40 years ago, the practice of law was still segregated by race. Yes, there were a handful of [Black] CBA members, but the practice was segregated, and the city was struggling and a federal judge, S. Arthur Spiegel, spoke to my uncle [Hon. Robert S. Black] and to Nathaniel Jones and said, ‘You two men need to step up and call the question.’
So those two judges invited all the leadership, decision makers, managing partners, the leading legal employers, and invited them to a meeting to discuss the state of our profession. When a judge invites you, it’s kind of like a judge orders you.
[They] drew all the decision makers into the same room one spring at what was then Federated Department Stores, now Macy’s. They talked about the fact that the practice of law was segregated, that the city was racist and that it was the responsibility of lawyers to be leaders and to get to work on the continuing path to racial equality.
They met most of the day. As I [understood] it from my uncle, it was loud — indeed, I now have a new word: it was stormy. It was a really frank conversation about how, ‘Are we going to integrate the practice of law?’ The white guys were saying, ‘We’re not going to change our standards,’ and the Black lawyers were saying, ‘That’s offensive, you don’t need to,’ and it went on.
At the end of the meeting, the only thing they really could agree on was, we need to come back and keep having this conversation. So, they came back on the invitation of the judges every 30 days or so, and over time, hearts and minds were affected.

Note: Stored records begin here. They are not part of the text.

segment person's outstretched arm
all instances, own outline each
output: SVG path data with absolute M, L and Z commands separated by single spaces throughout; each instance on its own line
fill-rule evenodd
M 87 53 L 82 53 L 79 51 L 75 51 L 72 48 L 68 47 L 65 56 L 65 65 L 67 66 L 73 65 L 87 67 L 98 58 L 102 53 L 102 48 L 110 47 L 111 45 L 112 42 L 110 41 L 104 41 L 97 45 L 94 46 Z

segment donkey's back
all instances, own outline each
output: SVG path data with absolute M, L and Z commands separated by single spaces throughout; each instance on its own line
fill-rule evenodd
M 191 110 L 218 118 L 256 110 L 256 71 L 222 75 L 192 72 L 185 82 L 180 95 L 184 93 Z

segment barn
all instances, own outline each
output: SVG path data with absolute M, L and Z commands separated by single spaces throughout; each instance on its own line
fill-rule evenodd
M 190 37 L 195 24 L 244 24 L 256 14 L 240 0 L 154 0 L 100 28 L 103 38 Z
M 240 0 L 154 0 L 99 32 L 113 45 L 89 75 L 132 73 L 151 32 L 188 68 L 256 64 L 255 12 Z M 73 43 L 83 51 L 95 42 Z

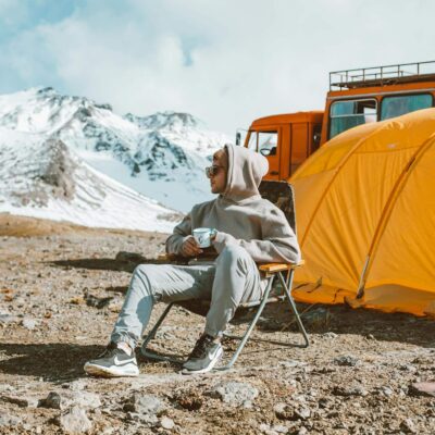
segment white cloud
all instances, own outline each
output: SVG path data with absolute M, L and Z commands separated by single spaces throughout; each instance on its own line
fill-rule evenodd
M 121 113 L 187 111 L 228 133 L 322 109 L 330 71 L 433 55 L 431 0 L 97 3 L 21 35 L 9 51 L 18 74 L 46 72 Z

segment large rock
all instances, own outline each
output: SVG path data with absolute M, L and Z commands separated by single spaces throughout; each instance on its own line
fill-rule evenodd
M 164 409 L 162 401 L 152 395 L 135 393 L 124 403 L 124 411 L 139 414 L 156 415 Z
M 39 401 L 41 408 L 70 409 L 79 407 L 84 409 L 96 409 L 101 407 L 100 397 L 96 393 L 77 390 L 62 391 L 61 394 L 51 391 Z
M 210 391 L 210 396 L 220 398 L 233 407 L 248 407 L 258 395 L 259 390 L 256 387 L 243 382 L 223 382 Z
M 59 419 L 60 426 L 66 434 L 84 434 L 92 428 L 92 423 L 86 415 L 86 411 L 79 407 L 73 407 Z

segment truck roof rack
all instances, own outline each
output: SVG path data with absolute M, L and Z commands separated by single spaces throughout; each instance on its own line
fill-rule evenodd
M 435 61 L 401 63 L 331 72 L 330 90 L 432 80 L 435 82 Z

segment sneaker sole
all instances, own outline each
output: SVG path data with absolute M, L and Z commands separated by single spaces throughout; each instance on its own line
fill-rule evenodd
M 207 368 L 203 368 L 201 370 L 195 370 L 195 371 L 184 369 L 184 370 L 182 370 L 182 374 L 200 374 L 200 373 L 207 373 L 207 372 L 212 371 L 214 365 L 216 365 L 217 361 L 221 359 L 223 352 L 224 352 L 224 349 L 222 349 L 222 347 L 221 347 L 219 349 L 216 358 L 214 358 L 214 360 L 210 361 L 210 364 Z
M 84 370 L 86 373 L 92 376 L 102 377 L 136 377 L 139 375 L 139 369 L 136 365 L 125 370 L 125 366 L 122 369 L 117 366 L 104 368 L 102 365 L 89 364 L 87 362 L 84 366 Z

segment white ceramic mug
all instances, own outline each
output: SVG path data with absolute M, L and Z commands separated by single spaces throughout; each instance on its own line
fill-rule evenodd
M 211 246 L 210 236 L 212 233 L 212 228 L 195 228 L 194 229 L 194 238 L 197 240 L 197 244 L 200 248 L 208 248 Z

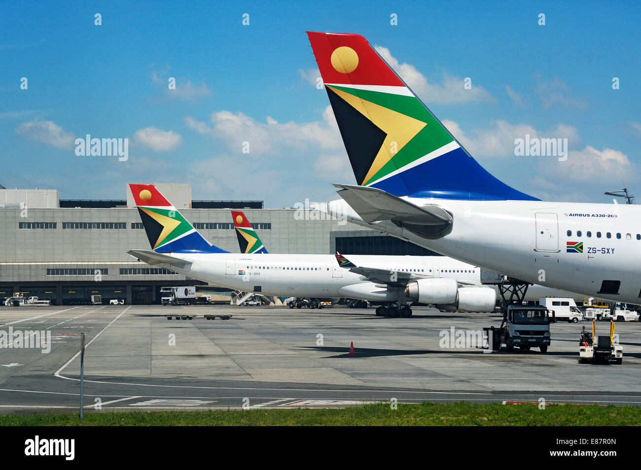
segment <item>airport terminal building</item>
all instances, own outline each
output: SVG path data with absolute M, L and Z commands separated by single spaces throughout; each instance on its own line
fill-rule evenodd
M 231 209 L 245 212 L 270 253 L 437 254 L 304 206 L 192 200 L 188 184 L 156 185 L 210 243 L 234 253 L 240 250 Z M 114 197 L 124 199 L 65 200 L 56 190 L 0 186 L 0 299 L 22 292 L 57 305 L 85 303 L 92 295 L 103 302 L 158 304 L 163 286 L 220 290 L 127 254 L 150 247 L 128 186 L 122 189 Z

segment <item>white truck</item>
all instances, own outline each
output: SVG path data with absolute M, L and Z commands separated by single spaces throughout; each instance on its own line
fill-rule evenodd
M 634 307 L 628 304 L 617 302 L 609 311 L 601 316 L 601 320 L 613 321 L 635 321 L 638 320 L 639 314 L 633 309 Z
M 44 300 L 40 300 L 38 297 L 34 296 L 29 297 L 26 300 L 24 301 L 25 304 L 28 304 L 32 305 L 51 305 L 51 300 L 47 300 L 46 299 Z
M 196 298 L 194 286 L 160 288 L 160 303 L 163 305 L 188 305 Z
M 583 320 L 583 314 L 576 306 L 574 299 L 570 297 L 541 297 L 538 299 L 538 304 L 548 310 L 553 310 L 557 321 L 563 320 L 576 323 Z

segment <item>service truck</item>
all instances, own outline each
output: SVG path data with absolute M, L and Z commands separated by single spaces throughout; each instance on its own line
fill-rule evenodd
M 24 303 L 28 304 L 29 305 L 40 305 L 40 306 L 50 305 L 51 305 L 51 299 L 49 300 L 44 299 L 41 300 L 37 296 L 34 296 L 33 297 L 29 297 L 29 298 L 28 298 L 26 300 L 24 301 Z
M 503 344 L 508 351 L 514 346 L 528 351 L 538 348 L 542 353 L 547 352 L 550 345 L 550 323 L 554 323 L 554 312 L 543 305 L 508 305 L 501 327 L 483 328 L 488 347 L 499 351 Z
M 583 327 L 579 335 L 579 362 L 623 362 L 623 346 L 615 341 L 614 323 L 610 322 L 610 334 L 597 335 L 594 331 L 595 320 L 592 320 L 592 332 Z
M 583 314 L 576 306 L 574 299 L 570 297 L 541 297 L 538 304 L 548 310 L 554 311 L 556 321 L 563 320 L 577 323 L 583 320 Z
M 196 288 L 194 286 L 160 288 L 160 302 L 163 305 L 188 305 L 196 298 Z
M 613 321 L 634 321 L 639 319 L 636 305 L 617 302 L 610 305 L 610 311 L 601 316 L 601 320 Z

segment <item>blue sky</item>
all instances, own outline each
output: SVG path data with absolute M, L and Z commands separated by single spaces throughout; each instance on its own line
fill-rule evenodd
M 315 85 L 312 30 L 378 46 L 500 179 L 544 199 L 608 202 L 622 179 L 640 187 L 638 6 L 562 3 L 4 3 L 0 184 L 62 199 L 124 199 L 127 182 L 151 181 L 268 207 L 335 199 L 330 183 L 354 178 Z M 568 138 L 567 161 L 515 156 L 526 133 Z M 77 156 L 86 134 L 129 138 L 129 159 Z

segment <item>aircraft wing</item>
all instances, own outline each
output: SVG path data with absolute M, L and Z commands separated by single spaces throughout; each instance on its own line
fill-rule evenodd
M 360 275 L 367 280 L 378 284 L 387 284 L 392 288 L 404 288 L 407 286 L 408 282 L 413 279 L 432 277 L 432 276 L 426 276 L 407 271 L 356 266 L 340 253 L 336 254 L 336 261 L 338 262 L 338 266 L 341 268 Z
M 452 223 L 452 216 L 436 206 L 420 207 L 376 188 L 355 184 L 334 186 L 340 190 L 338 195 L 368 223 L 390 220 L 426 225 Z
M 154 264 L 171 264 L 178 268 L 184 269 L 192 264 L 191 261 L 188 261 L 186 259 L 176 258 L 149 250 L 129 250 L 127 252 L 133 257 L 152 266 Z

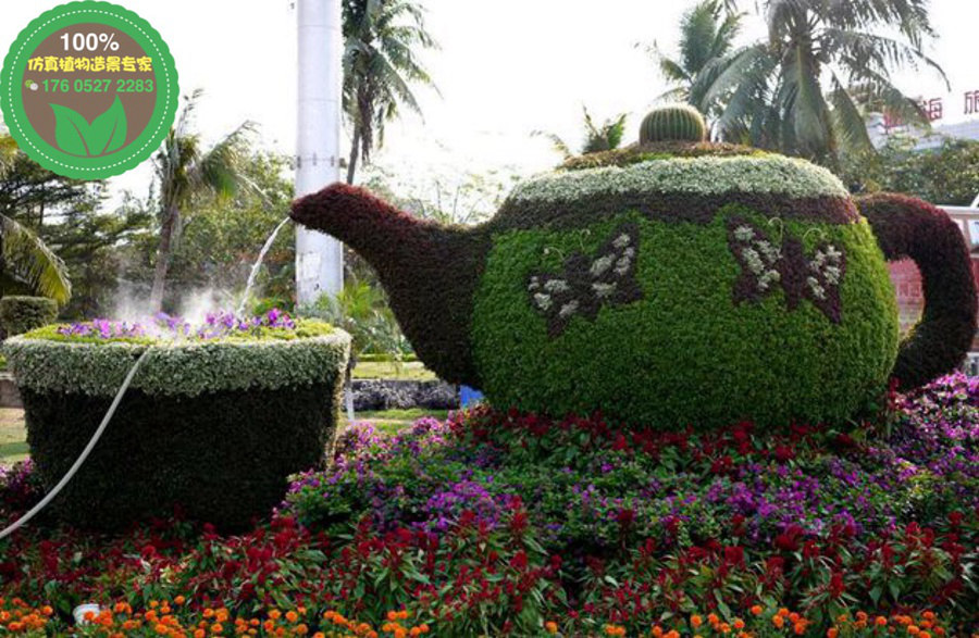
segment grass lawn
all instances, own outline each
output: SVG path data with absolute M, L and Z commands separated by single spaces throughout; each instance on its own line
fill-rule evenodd
M 421 361 L 409 361 L 400 364 L 394 361 L 361 361 L 354 368 L 354 378 L 432 381 L 437 377 Z
M 380 431 L 394 434 L 411 425 L 422 416 L 445 418 L 448 410 L 385 410 L 381 412 L 358 412 L 357 423 L 370 422 Z M 346 427 L 347 420 L 340 418 L 340 427 Z M 109 424 L 112 427 L 112 424 Z M 13 408 L 0 408 L 0 465 L 12 465 L 27 458 L 27 441 L 24 440 L 24 412 Z

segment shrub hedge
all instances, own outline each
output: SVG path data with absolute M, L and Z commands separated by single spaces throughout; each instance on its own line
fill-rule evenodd
M 74 463 L 146 343 L 4 345 L 46 488 Z M 349 337 L 154 346 L 102 439 L 55 499 L 65 521 L 124 527 L 174 505 L 223 529 L 282 499 L 332 450 Z
M 0 299 L 0 328 L 8 337 L 53 323 L 57 317 L 58 303 L 47 297 L 11 295 Z

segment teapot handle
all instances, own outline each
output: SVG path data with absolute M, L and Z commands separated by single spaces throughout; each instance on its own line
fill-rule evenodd
M 954 371 L 976 335 L 976 279 L 965 237 L 945 211 L 912 197 L 856 200 L 888 261 L 910 258 L 921 273 L 925 311 L 901 343 L 891 373 L 907 390 Z

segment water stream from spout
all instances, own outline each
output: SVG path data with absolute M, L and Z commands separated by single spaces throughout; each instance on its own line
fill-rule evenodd
M 238 308 L 235 309 L 235 315 L 241 316 L 245 312 L 245 304 L 248 303 L 248 295 L 251 292 L 251 288 L 255 286 L 255 279 L 258 277 L 259 268 L 262 267 L 262 262 L 265 261 L 265 255 L 269 254 L 269 251 L 272 250 L 272 243 L 275 242 L 275 238 L 278 237 L 278 232 L 282 230 L 283 226 L 292 222 L 292 218 L 286 217 L 282 222 L 278 223 L 278 226 L 275 227 L 275 230 L 272 230 L 272 235 L 269 235 L 269 238 L 265 239 L 265 243 L 262 245 L 262 250 L 259 252 L 259 257 L 255 260 L 255 264 L 251 266 L 251 272 L 248 273 L 248 282 L 245 284 L 245 292 L 241 293 L 241 301 L 238 302 Z

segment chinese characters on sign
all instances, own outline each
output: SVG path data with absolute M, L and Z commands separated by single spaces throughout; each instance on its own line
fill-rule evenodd
M 979 113 L 979 90 L 966 91 L 966 115 Z
M 78 58 L 75 55 L 46 55 L 44 58 L 30 58 L 27 61 L 27 71 L 40 73 L 74 73 L 76 71 L 90 71 L 100 73 L 147 73 L 153 70 L 153 60 L 148 55 L 135 58 L 133 55 L 96 55 L 94 58 Z
M 965 109 L 963 110 L 963 114 L 979 115 L 979 90 L 965 91 L 963 97 L 965 98 Z M 925 113 L 925 116 L 928 117 L 929 122 L 938 122 L 945 116 L 944 98 L 919 100 L 918 105 L 921 108 L 921 111 Z M 889 111 L 883 114 L 883 127 L 885 133 L 890 133 L 891 129 L 904 125 L 904 120 L 896 113 Z
M 932 98 L 921 101 L 921 110 L 928 116 L 929 122 L 937 122 L 944 115 L 944 105 L 941 98 Z

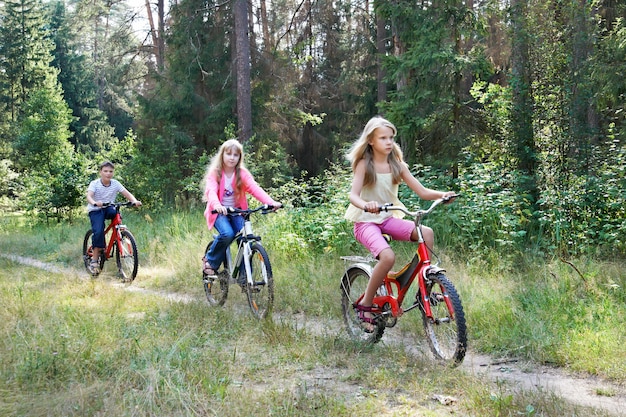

— Hon. Timothy A. Black, in conversation with fellow Round Table co-convener Hon. Jeffery P. Hopkins, and U.S. Attorney Kenneth Parker
Our great challenge right now moving forward is truly the retention issue. I was on a program in Washington a couple of months ago and we were talking about diversity and inclusion, particularly in the law firm setting, and sadly law is one of the last professions [to diversify] and it shouldn’t be. We should be the leaders in this. ‘Equal justice under the law’ — it’s inscribed on the Supreme Court building. We should be all about this, but law firms in general, “Big Law”, are the least diverse of professions. You’ve got more diversity in financial management, accounting and some others, but not in law, and we need to change that paradigm.
The point that I made at this program in Washington, it was a room filled with debt restructuring professionals, [is that] you kind of always need a mentor in that law firm. You need someone who is willing to be your sponsor, to be your mentor, because by and large, when you come out of law school, you don’t know anything. You don’t know really what a complaint looks like, you don’t know where the clerk’s office is, you can’t do anything. You need to have someone help guide you and round your skills and become the attorney.
The shortcoming when it comes to race, unfortunately — there’s almost a visceral reaction. Some of the [same] things that Judge McClain faced, [like] when we do a project but we don’t quite get it right, sometimes we’re looked down upon. ‘Yup, see, told you so, you can’t handle it’, when that should be an opportunity for us to embrace that person and train that lawyer up to be the skillful attorney that they can become.
We need to get beyond race and look at the skills and look at the individual character that they bring to the practice and really work hard to integrate. That’s our great challenge right now. It’s just the retention issue and then the promotion issue. We can get kids in, but we can’t keep them, for whatever reasons. I just think that we have to overcome our own instincts, our own faults, if you will, in terms of looking at race and looking at ability and associating the two together.
— Hon. Jeffery P. Hopkins, in conversation with the Hon. Timothy A. Black and U.S. Attorney Kenneth Parker
— Remington A. Jackson, BLAC president
The BLAC-CBA Round Table set forth a five-year strategic plan in 2019, focused on programs, resource development, governance, membership and stakeholder engagement.